Durante algunos instantes dejaban de sonar en su cueva mental las sentencias de
piedra.
Cerraba
los puños. Abría los ojos. Giraba el cuerpo Equistrá de un lado a otro de la
cama. Decúbito. Ni supino ni prono servían para quitarle el agobio de ser y de
estar en el mundo. Seco y agrio el sabor de los instantes. Amargo el paladar.
Frío el pecho. Una piedra golpeaba la frente. Cerraba los ojos y abría los
dedos y colocaba ambas manos sobre el pecho. Pensaba. Sólo pensaba Equistrá en
cómo desbaratar el bloque de hielo que se le había atorado entre los pulmones.
Que la realidad supera a la ficción,
decían las murmuraciones de una tradición ideológica.
¿La
realidad? ¿La ficción? Desperdicios de la realidad como gusanos catalizando otredades.
Desperdicios de la ficción como palimpsestos imposibles de aprehender. La
realidad del pensamiento como ficción. La ficción como trayectorias sin sentido;
como la realidad misma. Ambos: pensamiento y ficción, en cuanto actividad
enzimática, callada como la muerte de una estrella, alterando el organismo con
minúsculas realidades, hasta ilustrar que desde hacía tiempo la realidad y la
ficción habían dejado de ser órdenes excluyentes en las dimensiones del vivir.

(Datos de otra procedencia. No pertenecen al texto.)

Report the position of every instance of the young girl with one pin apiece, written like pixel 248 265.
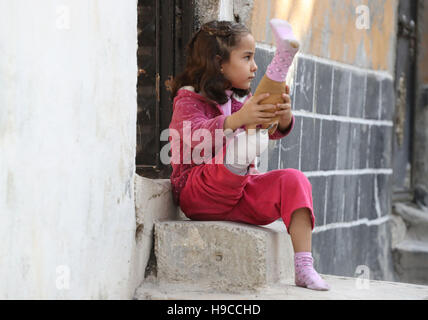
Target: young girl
pixel 213 96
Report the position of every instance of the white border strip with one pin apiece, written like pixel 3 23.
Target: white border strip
pixel 365 221
pixel 353 172
pixel 372 122
pixel 379 73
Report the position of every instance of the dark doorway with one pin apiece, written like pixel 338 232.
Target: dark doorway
pixel 164 28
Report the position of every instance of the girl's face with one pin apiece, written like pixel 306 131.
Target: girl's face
pixel 241 67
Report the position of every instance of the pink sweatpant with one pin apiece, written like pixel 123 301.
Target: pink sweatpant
pixel 213 193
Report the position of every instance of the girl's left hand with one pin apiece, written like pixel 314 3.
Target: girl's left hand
pixel 285 113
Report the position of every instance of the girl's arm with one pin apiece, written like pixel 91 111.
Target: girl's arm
pixel 190 119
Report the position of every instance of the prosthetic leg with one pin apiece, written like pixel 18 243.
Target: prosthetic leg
pixel 273 81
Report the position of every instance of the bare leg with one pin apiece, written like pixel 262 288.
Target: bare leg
pixel 301 230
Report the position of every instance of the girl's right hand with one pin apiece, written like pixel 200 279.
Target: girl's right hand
pixel 252 112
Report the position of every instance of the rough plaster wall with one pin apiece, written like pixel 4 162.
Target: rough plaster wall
pixel 327 29
pixel 67 141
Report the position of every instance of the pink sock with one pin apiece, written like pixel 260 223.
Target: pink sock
pixel 286 48
pixel 305 274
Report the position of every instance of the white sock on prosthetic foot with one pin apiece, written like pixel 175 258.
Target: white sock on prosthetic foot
pixel 286 48
pixel 244 149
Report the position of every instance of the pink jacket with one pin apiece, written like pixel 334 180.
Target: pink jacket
pixel 193 108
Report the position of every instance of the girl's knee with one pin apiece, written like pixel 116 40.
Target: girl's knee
pixel 294 176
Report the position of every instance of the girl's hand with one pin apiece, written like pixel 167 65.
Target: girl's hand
pixel 285 115
pixel 252 112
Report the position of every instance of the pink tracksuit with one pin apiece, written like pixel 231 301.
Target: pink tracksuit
pixel 209 191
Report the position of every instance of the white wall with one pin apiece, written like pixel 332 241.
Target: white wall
pixel 68 75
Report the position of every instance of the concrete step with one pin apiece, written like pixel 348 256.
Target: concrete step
pixel 218 256
pixel 342 288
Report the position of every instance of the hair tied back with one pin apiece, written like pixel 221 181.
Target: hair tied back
pixel 223 32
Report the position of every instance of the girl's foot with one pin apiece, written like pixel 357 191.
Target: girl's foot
pixel 305 274
pixel 286 48
pixel 244 149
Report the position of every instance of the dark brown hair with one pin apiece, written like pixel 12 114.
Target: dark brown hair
pixel 209 47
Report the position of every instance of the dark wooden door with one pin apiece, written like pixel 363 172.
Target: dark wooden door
pixel 164 28
pixel 405 102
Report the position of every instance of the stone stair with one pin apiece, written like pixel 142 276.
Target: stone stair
pixel 410 251
pixel 228 260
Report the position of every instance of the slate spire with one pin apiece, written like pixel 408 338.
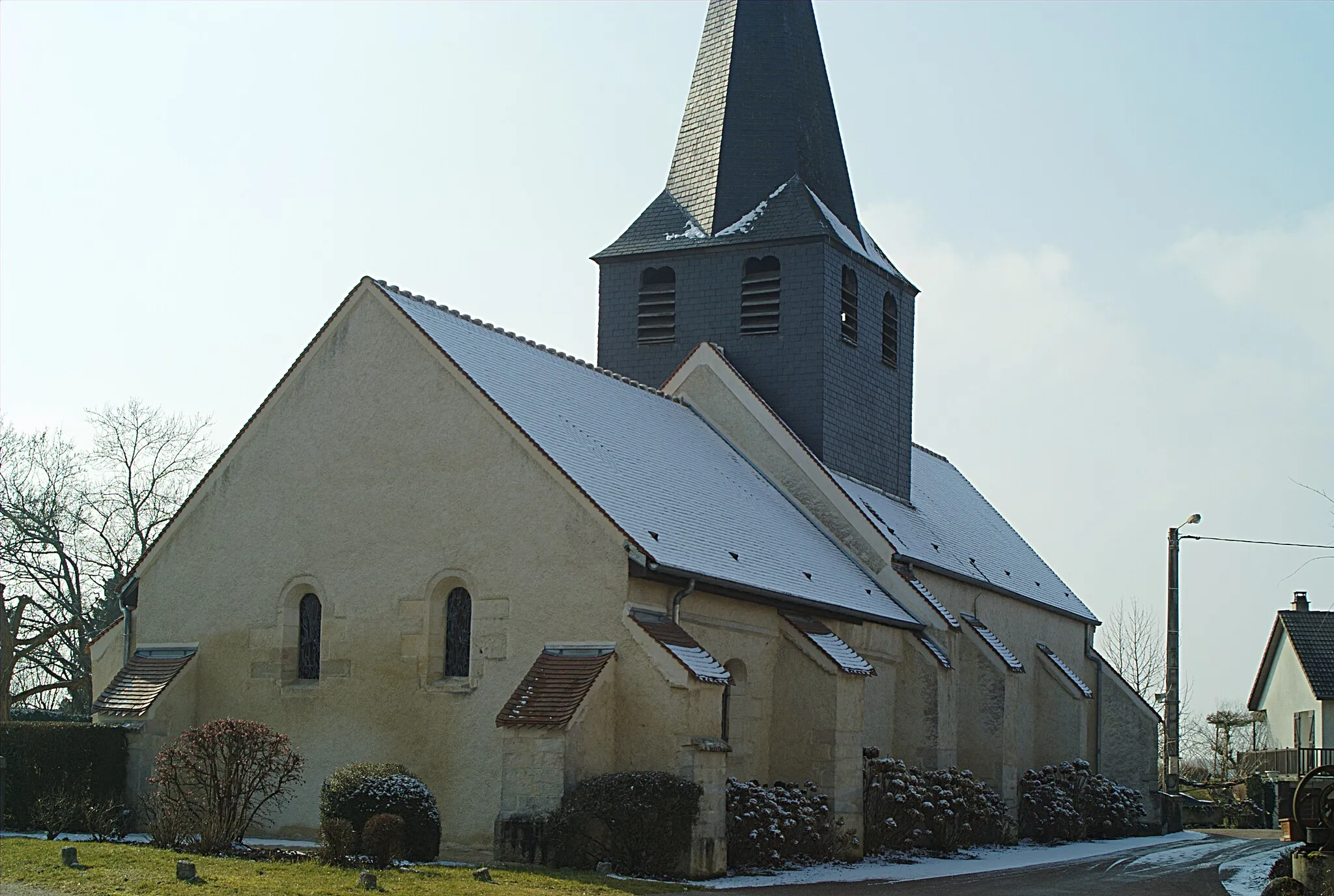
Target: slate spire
pixel 759 113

Clarice Lispector, en Agua viva:
Te escribo en desorden, ya lo
sé. Pero es como vivo. Yo sólo trabajo con encuentros y pérdidas.
Un
fragmento de noche oscura necesitaba Equistrá para estimular el viaje en otras
dimensiones. Un aroma de polvo en madera, un rasguño de misterio en la espalda,
un sabor completo de palabras como lluvia… en silencio, en paz de madrugada,
para levantarse y asomar la cara por la ventana. Sin pensar en lo que los ojos
miraban. Sintiendo nada más que el aire. Y así, tocando con las pestañas la
inmensidad de sentirse vivo, sonreírle al muerto que había estado postrado bajo
el peso de otras noches, de otras oscuridades.
Don DeLillo, en Zero K:
We want to do whatever we are
capable of doing in order to alter human thought and bend the energies of
civilization.
¿A partir de qué pruebas o de cuáles
procesos se ahuyentaría “el fantasma de imposibles” que habitaba en la mente de
ciertos personajes? Murmuró Equistrá, con la ruda concepción de quien sabía que
las personas –a diferencia de los personajes- son entes reales que forman parte
de una totalidad imposible de conocer. Concebir la ficción como la evidencia de
un imposible, o también, como la evidencia de todo eso que acaba siendo
improbable, conllevaría a colocar la realidad dentro de un pensamiento
insustancial, allanado y moldeado mediante prácticas emparentadas con lo baladí.
En caso de aceptar que la realidad supera a la ficción, las artes narrativas no
serían más que compendios de instrucciones para situarnos en consonancia dentro
de una cierta sociedad que garantiza que el orden de las cosas ha de mantenerse
intocable, inmutable, inmune, permanente hasta conseguir el hastío de saber que
actuamos entre figurantes de un guion falaz.